There has been a lot of talk lately about the long tail, and its effect on online retailing. Basically, the idea is that as the cost of inventory, advertising, and delivery come down, there is an incentive for online retailers to have very large inventories. This means that they can mine niche products, rather than only carrying the most popular items. In fact, for a store like Amazon, or like iTunes, a substantial proportion of their sales may come not from the items that are most popular, but from the deeper stock. Sure, they still sell U2 and Radiohead, but you can easily find slightly less popular acts, like Metric or SoKo. I was a bit surprised in my Christmas shopping to find that tail cut off.
The mastiff we live with likes a particular dog toy, manufactured by Fat Cat, Inc. It’s a large and fairly expensive stuffed kitty toy that flops around nicely when a dog shakes it. You’ve probably seen a version of these if you have been in a pet shop: either in the smallest size, or the larger 14 inch size. You may not have seen the giant size that measures over 22 inches, and is our dog’s favorite. Although they are expensive, in the long run they make sense for us because even though the dog is fairly gentle with them most of the time, he would generally destroy the smaller size in a couple of days, and the larger ones tend to stick around much longer. When we went to order them, we found that pretty much every retailer has them listed as “discontinued.” It’s possible we were the only ones buying these toys, but I doubt it. Had we known they would stop making them, we probably would have stockpiled some. As it is, I guess it’s time to start watching eBay. I’m sure we can find an alternative he’ll be happy with for Christmas, but he does love a new “baby.”

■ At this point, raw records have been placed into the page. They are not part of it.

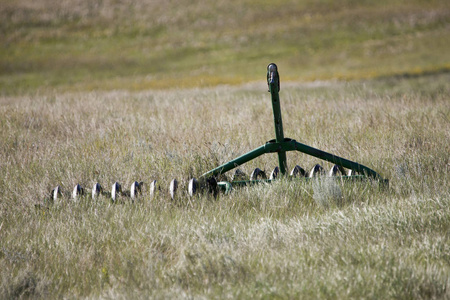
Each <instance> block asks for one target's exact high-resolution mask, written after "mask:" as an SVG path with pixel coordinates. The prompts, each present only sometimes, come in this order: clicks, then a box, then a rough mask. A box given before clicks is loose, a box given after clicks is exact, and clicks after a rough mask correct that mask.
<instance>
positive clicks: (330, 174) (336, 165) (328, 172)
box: [328, 165, 345, 177]
mask: <svg viewBox="0 0 450 300" xmlns="http://www.w3.org/2000/svg"><path fill="white" fill-rule="evenodd" d="M344 174H345V170H344V168H342V167H341V166H338V165H334V166H333V167H332V168H331V169H330V171H329V172H328V176H330V177H332V176H342V175H344Z"/></svg>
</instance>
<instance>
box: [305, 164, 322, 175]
mask: <svg viewBox="0 0 450 300" xmlns="http://www.w3.org/2000/svg"><path fill="white" fill-rule="evenodd" d="M324 172H325V170H324V169H323V167H322V166H321V165H319V164H317V165H315V166H314V167H313V168H312V169H311V171H310V172H309V176H308V177H310V178H312V177H316V176H319V175H323V173H324Z"/></svg>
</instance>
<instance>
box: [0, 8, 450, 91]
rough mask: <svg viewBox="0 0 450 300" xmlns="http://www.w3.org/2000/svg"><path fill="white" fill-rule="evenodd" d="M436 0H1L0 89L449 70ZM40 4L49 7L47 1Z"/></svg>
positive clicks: (240, 80) (134, 86) (382, 73)
mask: <svg viewBox="0 0 450 300" xmlns="http://www.w3.org/2000/svg"><path fill="white" fill-rule="evenodd" d="M449 6H450V4H449V3H448V1H419V0H416V1H352V0H346V1H289V0H284V1H281V0H278V1H252V0H246V1H209V2H208V3H204V2H203V1H188V2H186V1H165V2H164V3H159V1H122V2H116V1H108V0H103V1H95V2H93V1H62V2H57V3H54V1H47V0H40V1H32V2H31V1H24V0H18V1H4V2H3V3H2V5H1V6H0V18H1V19H2V22H1V23H0V26H1V27H0V29H1V32H2V34H1V37H0V39H1V47H0V88H1V90H2V91H3V93H12V92H15V93H17V92H20V91H21V90H36V89H41V90H42V89H45V88H54V87H57V88H61V89H63V90H64V89H69V90H73V89H77V90H78V89H81V90H86V89H87V90H93V89H131V90H133V89H146V88H151V87H164V88H170V87H180V86H184V87H187V86H205V85H216V84H221V83H241V82H245V81H249V80H258V79H259V78H260V76H261V73H264V72H265V66H266V65H267V64H268V62H272V61H273V62H276V63H278V64H279V65H280V67H281V68H282V69H283V70H284V79H293V80H298V79H301V80H315V79H332V78H338V79H356V78H371V77H378V76H385V75H392V74H411V73H412V74H420V73H423V72H439V71H443V70H444V71H445V70H448V68H449V63H450V51H448V49H449V48H450V42H449V39H448V34H449V28H448V27H449V20H450V7H449ZM50 8H51V9H50Z"/></svg>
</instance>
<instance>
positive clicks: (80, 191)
mask: <svg viewBox="0 0 450 300" xmlns="http://www.w3.org/2000/svg"><path fill="white" fill-rule="evenodd" d="M82 195H84V189H83V188H82V187H81V185H79V184H77V185H75V187H74V188H73V192H72V199H74V200H77V199H78V197H79V196H82Z"/></svg>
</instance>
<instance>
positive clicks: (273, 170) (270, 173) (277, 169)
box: [269, 166, 280, 180]
mask: <svg viewBox="0 0 450 300" xmlns="http://www.w3.org/2000/svg"><path fill="white" fill-rule="evenodd" d="M278 174H280V168H278V166H276V167H275V168H274V169H273V171H272V173H270V177H269V179H270V180H274V179H276V178H277V177H278Z"/></svg>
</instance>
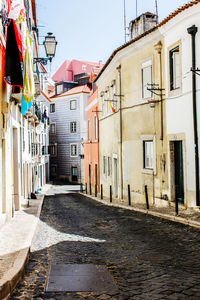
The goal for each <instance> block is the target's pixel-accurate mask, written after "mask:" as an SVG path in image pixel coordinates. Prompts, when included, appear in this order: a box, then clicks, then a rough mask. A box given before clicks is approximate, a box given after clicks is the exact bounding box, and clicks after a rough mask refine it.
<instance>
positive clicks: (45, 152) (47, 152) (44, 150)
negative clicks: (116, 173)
mask: <svg viewBox="0 0 200 300" xmlns="http://www.w3.org/2000/svg"><path fill="white" fill-rule="evenodd" d="M48 154H50V153H49V147H48V146H42V155H48Z"/></svg>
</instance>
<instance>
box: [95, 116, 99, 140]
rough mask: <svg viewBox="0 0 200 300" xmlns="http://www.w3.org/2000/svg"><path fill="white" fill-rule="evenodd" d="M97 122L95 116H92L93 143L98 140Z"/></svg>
mask: <svg viewBox="0 0 200 300" xmlns="http://www.w3.org/2000/svg"><path fill="white" fill-rule="evenodd" d="M97 129H98V120H97V116H96V115H95V116H94V139H95V141H97V139H98V130H97Z"/></svg>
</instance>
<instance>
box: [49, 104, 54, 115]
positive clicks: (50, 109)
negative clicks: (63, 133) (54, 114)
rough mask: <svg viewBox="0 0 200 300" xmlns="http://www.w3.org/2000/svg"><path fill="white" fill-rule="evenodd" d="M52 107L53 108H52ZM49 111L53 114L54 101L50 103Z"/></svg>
mask: <svg viewBox="0 0 200 300" xmlns="http://www.w3.org/2000/svg"><path fill="white" fill-rule="evenodd" d="M52 107H54V110H53V109H52ZM49 110H50V113H51V114H53V113H55V112H56V104H55V103H50V109H49Z"/></svg>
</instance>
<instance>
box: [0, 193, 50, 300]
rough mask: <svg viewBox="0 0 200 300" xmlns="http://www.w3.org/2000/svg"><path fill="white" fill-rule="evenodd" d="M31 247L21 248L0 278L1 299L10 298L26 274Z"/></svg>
mask: <svg viewBox="0 0 200 300" xmlns="http://www.w3.org/2000/svg"><path fill="white" fill-rule="evenodd" d="M44 196H45V195H43V197H42V198H41V199H40V204H39V206H38V209H37V213H36V216H35V217H36V220H35V222H34V225H33V228H32V232H31V233H30V235H31V242H32V240H33V237H34V234H35V231H36V228H37V225H38V222H39V217H40V213H41V210H42V205H43V201H44ZM30 248H31V245H29V247H27V248H24V249H21V250H20V251H19V253H18V255H17V258H16V259H15V261H14V264H13V266H12V268H11V269H9V270H8V271H7V272H6V273H5V274H4V276H3V278H2V279H1V280H0V299H3V300H6V299H9V297H10V294H11V293H12V291H13V290H14V288H15V287H16V285H17V284H18V282H19V281H20V280H21V278H22V277H23V275H24V271H25V267H26V265H27V263H28V261H29V253H30Z"/></svg>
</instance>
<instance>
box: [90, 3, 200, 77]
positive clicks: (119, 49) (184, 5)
mask: <svg viewBox="0 0 200 300" xmlns="http://www.w3.org/2000/svg"><path fill="white" fill-rule="evenodd" d="M199 2H200V0H193V1H190V2H188V3H186V4H184V5H183V6H181V7H180V8H178V9H177V10H175V11H174V12H173V13H171V14H170V15H169V16H168V17H166V18H165V19H164V20H163V21H162V22H160V23H159V24H158V25H157V26H155V27H153V28H151V29H150V30H148V31H146V32H144V33H143V34H141V35H139V36H137V37H136V38H135V39H133V40H131V41H129V42H127V43H126V44H123V45H122V46H120V47H119V48H117V49H116V50H115V51H114V52H113V53H112V54H111V56H110V57H109V58H108V60H107V62H106V63H105V65H104V66H103V68H102V69H101V71H100V73H99V74H98V76H97V77H96V78H95V80H94V82H95V81H96V80H97V79H98V78H99V77H100V76H101V74H102V73H103V72H104V70H105V69H106V68H107V66H108V65H109V63H110V62H111V61H112V59H113V58H114V56H115V55H116V54H117V53H118V52H119V51H120V50H122V49H124V48H126V47H128V46H129V45H131V44H134V43H135V42H136V41H138V40H140V39H141V38H143V37H144V36H146V35H148V34H150V33H151V32H153V31H154V30H155V29H157V28H158V27H161V26H163V25H164V24H166V23H167V22H168V21H169V20H171V19H172V18H174V17H175V16H176V15H178V14H179V13H181V12H182V11H184V10H186V9H187V8H189V7H191V6H193V5H196V4H198V3H199Z"/></svg>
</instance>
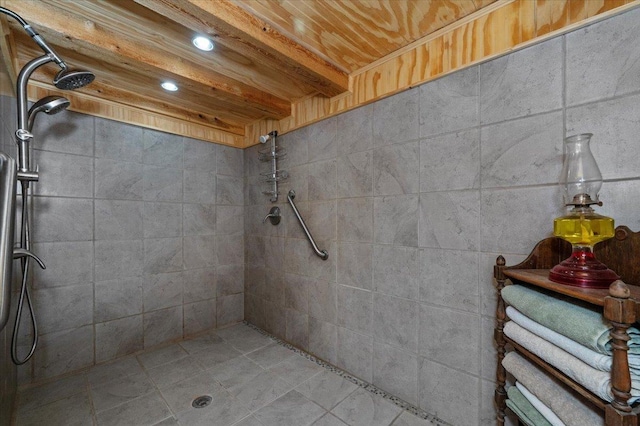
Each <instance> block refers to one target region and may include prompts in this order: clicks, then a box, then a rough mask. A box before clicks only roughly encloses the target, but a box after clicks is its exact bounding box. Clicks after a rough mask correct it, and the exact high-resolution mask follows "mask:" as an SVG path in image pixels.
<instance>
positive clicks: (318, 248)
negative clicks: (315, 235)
mask: <svg viewBox="0 0 640 426" xmlns="http://www.w3.org/2000/svg"><path fill="white" fill-rule="evenodd" d="M295 197H296V192H295V191H294V190H293V189H292V190H291V191H289V193H288V194H287V200H288V201H289V204H290V205H291V208H292V209H293V212H294V213H295V215H296V217H297V218H298V222H300V226H302V229H303V230H304V233H305V234H307V239H308V240H309V242H310V243H311V247H313V251H315V252H316V254H317V255H318V257H320V258H321V259H322V260H327V259H328V258H329V253H327V251H326V250H320V249H319V248H318V246H317V244H316V242H315V240H314V239H313V236H312V235H311V232H309V228H307V225H306V223H304V219H302V216H300V212H299V211H298V208H297V207H296V204H295V203H294V202H293V199H294V198H295Z"/></svg>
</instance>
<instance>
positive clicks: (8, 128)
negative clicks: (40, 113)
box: [0, 96, 17, 425]
mask: <svg viewBox="0 0 640 426" xmlns="http://www.w3.org/2000/svg"><path fill="white" fill-rule="evenodd" d="M11 101H12V99H9V98H7V97H5V96H0V151H2V152H4V153H6V154H9V155H12V152H11V151H10V148H11V147H12V146H13V145H14V144H15V142H13V140H14V139H13V137H14V136H13V132H14V131H15V130H14V127H15V120H16V119H15V114H13V111H15V109H13V108H12V107H11V105H10V102H11ZM13 324H14V320H13V318H12V317H10V318H9V322H8V323H7V325H6V326H5V328H4V329H3V330H2V331H0V425H8V424H9V423H10V419H11V408H12V407H13V400H14V397H15V395H16V388H17V375H16V371H17V370H16V366H15V365H14V364H13V362H11V331H12V330H13Z"/></svg>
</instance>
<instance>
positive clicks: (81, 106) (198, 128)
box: [28, 81, 244, 147]
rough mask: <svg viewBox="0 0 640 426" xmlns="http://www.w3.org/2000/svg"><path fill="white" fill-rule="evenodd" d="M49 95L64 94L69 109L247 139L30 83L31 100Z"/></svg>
mask: <svg viewBox="0 0 640 426" xmlns="http://www.w3.org/2000/svg"><path fill="white" fill-rule="evenodd" d="M50 95H57V96H64V97H65V98H67V99H69V101H70V102H71V105H70V106H69V110H71V111H76V112H82V113H83V114H90V115H93V116H96V117H101V118H106V119H109V120H115V121H121V122H125V123H129V124H134V125H137V126H140V127H145V128H148V129H153V130H159V131H162V132H167V133H172V134H179V135H183V136H186V137H189V138H193V139H199V140H204V141H209V142H215V143H220V144H223V145H229V146H234V147H242V144H243V139H244V138H243V137H242V136H238V135H234V134H231V133H227V132H222V131H219V130H216V129H212V128H211V127H206V126H202V125H198V124H195V123H187V122H185V121H184V120H177V119H174V118H172V117H168V116H163V115H161V114H155V113H150V112H148V111H142V110H139V109H137V108H131V107H129V106H127V105H123V104H117V103H115V102H110V101H105V100H103V99H96V98H94V97H93V96H88V95H86V94H83V93H80V92H69V91H61V90H58V89H52V88H51V86H48V85H46V84H43V83H40V82H37V81H34V82H31V84H30V85H29V88H28V96H29V98H30V99H40V98H43V97H45V96H50Z"/></svg>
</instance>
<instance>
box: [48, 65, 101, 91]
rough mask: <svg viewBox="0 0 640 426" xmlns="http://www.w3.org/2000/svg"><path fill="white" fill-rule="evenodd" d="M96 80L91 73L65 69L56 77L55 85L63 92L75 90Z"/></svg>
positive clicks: (89, 71)
mask: <svg viewBox="0 0 640 426" xmlns="http://www.w3.org/2000/svg"><path fill="white" fill-rule="evenodd" d="M95 78H96V76H95V75H94V74H93V73H92V72H91V71H84V70H70V69H68V68H64V69H62V70H60V72H58V74H56V76H55V77H54V79H53V85H54V86H56V87H57V88H58V89H62V90H75V89H79V88H81V87H84V86H86V85H87V84H89V83H91V82H92V81H93V80H94V79H95Z"/></svg>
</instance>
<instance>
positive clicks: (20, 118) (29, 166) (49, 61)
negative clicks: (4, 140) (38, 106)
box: [16, 55, 54, 180]
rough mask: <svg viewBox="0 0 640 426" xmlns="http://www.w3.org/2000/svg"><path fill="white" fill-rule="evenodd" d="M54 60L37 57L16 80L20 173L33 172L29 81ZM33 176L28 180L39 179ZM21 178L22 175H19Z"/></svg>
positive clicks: (32, 134) (17, 135) (18, 165)
mask: <svg viewBox="0 0 640 426" xmlns="http://www.w3.org/2000/svg"><path fill="white" fill-rule="evenodd" d="M49 62H54V59H53V58H52V57H51V56H49V55H43V56H40V57H39V58H35V59H33V60H31V61H30V62H28V63H27V64H26V65H25V66H24V67H22V69H21V70H20V74H19V75H18V81H17V82H16V98H17V104H18V105H17V107H18V130H16V142H17V144H18V173H19V174H20V173H23V174H24V173H27V174H33V171H32V170H30V161H29V142H31V139H33V134H31V132H30V131H29V122H28V121H29V111H28V104H27V102H28V101H27V83H28V82H29V77H31V74H32V73H33V72H34V71H35V70H36V69H37V68H39V67H41V66H42V65H45V64H48V63H49ZM34 177H35V179H33V178H31V179H28V180H37V176H34ZM18 178H19V179H20V178H21V176H20V175H19V176H18Z"/></svg>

My partner asked for a trackball like the one I use on my computer so that she could use it for work. She’s impossible to shop for, and so I was relieved to have such an easy shopping task. She is talking about the Microsoft Trackball Explorer, the best pointing device I have ever used with a computer. Microsoft really got it right with this thing. Anyone who uses it for more than five minutes covets it. When I bought mine, I think I paid something like $40 for it, so–given how the hardware market works–I hoped I might be able to find a discount on it. Despite wide adoration, Microsoft no longer makes it, and no one has stepped in to clone it. As a result, scratched and abused used versions of the trackball routinely sell for $150 on eBay, and that price is likely to continue to rise. I have bid on some of the lower-priced used versions, but I don’t hold out much hope for actually winning one of these auctions.
Now, these are both probably niche products. The big dog toy is probably a novelty unless you have a dog the size of ours, and there aren’t very many of those in the world. Likewise, although it turns out my trackball is nearly a fetish item for some geeks, the vast majority of computer users will continue to be happy with their mice, and wouldn’t even consider trying a trackball. (Like I once did, they probably associate it with Missile Command and Atari Football.) So these two products are both residents of that long tail–a tail that may have reached online retailing, but doesn’t stand up well to the scaling needed for Chinese electronics manufacturing.
We can probably try to replicate the dog toy. We do have a sewing machine, and I guess we can try to draw faces on with a permanent marker or something. I don’t know when we’ll find the time to make dog toys, but at least it is in the realm of possibilities. The same cannot be said of the trackball. The obvious way to do this would be to track down the factory that made the device in China and get them to do a short run. Even though there are people willing to exorbitantly for the devices, however, I suspect that the market is actually pretty small and deep. Unlike a short run for a T-shirt design or a book, I suspect there must still be a mass market before a complex gadget like the one I am using at this moment can be reproduced efficiently.
In the meantime, if you see a Microsoft Trackball Explorer on the back shelf of a computer retailer somewhere, and it’s priced at retail or below, snap it up–eBay is waiting.